Dernière mise à jour : 4 juin 2022

A Strassen, en pleine Biennale d’art contemporain, rencontre avec l’univers de Zuza Jakubiak. Qui, au crayon graphite, saisit l’éternité d’un instant. Dérobé dans une serre. Un espace public. En l’occurrence, il s’agit de la «Palm House» (serre des palmiers, photo ci-dessous), située dans les Kew Gardens, un fabuleux et mondialement réputé ensemble botanique de 121 hectares, à l’ouest de Londres.


La «Palm House», dessinée par l'ingénieur Richard Turner entre 1844 et 1848, c’est un tricot de fer forgé et de verre, avec chaque carreau fait main.


Mais ce pourrait être une maison – «quand on parle du toit, c’est du sens de l’existence et du vivre ensemble qu’il est question», dixit le philosophe Laurent de Sutter. Pour le coup, ce qui habite «Palm House», le seul vivant, c’est le végétal. Et le silence.

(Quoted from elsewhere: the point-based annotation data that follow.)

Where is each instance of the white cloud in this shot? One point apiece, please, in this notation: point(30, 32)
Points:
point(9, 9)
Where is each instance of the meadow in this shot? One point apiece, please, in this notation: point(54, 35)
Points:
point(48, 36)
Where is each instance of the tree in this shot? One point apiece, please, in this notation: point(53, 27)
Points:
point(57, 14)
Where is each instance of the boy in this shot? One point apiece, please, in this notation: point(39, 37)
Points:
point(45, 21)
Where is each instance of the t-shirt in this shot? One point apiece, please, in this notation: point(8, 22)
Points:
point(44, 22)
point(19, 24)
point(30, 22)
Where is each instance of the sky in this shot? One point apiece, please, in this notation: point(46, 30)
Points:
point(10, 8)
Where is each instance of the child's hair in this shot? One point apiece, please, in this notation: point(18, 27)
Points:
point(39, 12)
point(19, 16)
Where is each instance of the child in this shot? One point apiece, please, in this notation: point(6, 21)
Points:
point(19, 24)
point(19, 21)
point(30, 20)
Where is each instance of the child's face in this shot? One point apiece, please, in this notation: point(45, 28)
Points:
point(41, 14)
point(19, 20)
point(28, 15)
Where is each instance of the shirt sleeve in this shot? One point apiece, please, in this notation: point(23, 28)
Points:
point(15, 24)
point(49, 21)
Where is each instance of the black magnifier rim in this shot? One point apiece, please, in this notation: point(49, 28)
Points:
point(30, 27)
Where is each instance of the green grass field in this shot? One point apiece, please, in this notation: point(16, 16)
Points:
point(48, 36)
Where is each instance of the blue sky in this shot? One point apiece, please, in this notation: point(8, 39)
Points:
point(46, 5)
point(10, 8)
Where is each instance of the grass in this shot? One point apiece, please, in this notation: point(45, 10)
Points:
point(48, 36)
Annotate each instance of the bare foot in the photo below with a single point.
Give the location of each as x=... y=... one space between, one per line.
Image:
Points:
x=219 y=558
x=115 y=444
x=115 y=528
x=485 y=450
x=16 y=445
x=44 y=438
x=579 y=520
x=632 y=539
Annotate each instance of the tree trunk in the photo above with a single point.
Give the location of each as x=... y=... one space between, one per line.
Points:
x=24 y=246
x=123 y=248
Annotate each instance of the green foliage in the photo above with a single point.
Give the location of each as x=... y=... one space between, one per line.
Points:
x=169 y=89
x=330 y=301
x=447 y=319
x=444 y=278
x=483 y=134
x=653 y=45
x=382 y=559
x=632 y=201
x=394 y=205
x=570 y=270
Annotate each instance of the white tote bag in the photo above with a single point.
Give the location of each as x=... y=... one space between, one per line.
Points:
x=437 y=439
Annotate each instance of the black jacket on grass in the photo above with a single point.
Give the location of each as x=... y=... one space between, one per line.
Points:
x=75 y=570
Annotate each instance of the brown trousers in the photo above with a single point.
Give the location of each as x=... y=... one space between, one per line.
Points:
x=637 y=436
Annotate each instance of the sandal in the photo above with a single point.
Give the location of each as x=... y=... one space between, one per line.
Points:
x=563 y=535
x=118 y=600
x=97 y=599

Curieusement, voilà qui me rappelle une citation du poète Walt Whitman, «la vie tient à quelques feuilles d’herbe». Et tout spontanément, voilà qui me pousse au bout de mon jardin, mangé par un gigantesque sureau. Là-dedans, c’est le bal des oiseaux. Ressort d’un imaginaire qui me conduit aujourd’hui à vous parler de dessin, de photographie, de maison. Et même de tissage, avec le pavillon éphémère conçu au Mudam par Hana Miletić, qui nous renvoie à la fois au métier Jacquard et au système binaire informatique, mais aussi au corps, à l’artisanal, au collectif, avec, à la base, une idée généreuse: la réparation.


Laissez-vous aller… d’expos en livres. Un seul livre, en fait, celui, aussi émouvant qu’atypique, de Cristina Dias de Magalhães observant silencieusement, jour après jour, les explorations de Victoria et Helena).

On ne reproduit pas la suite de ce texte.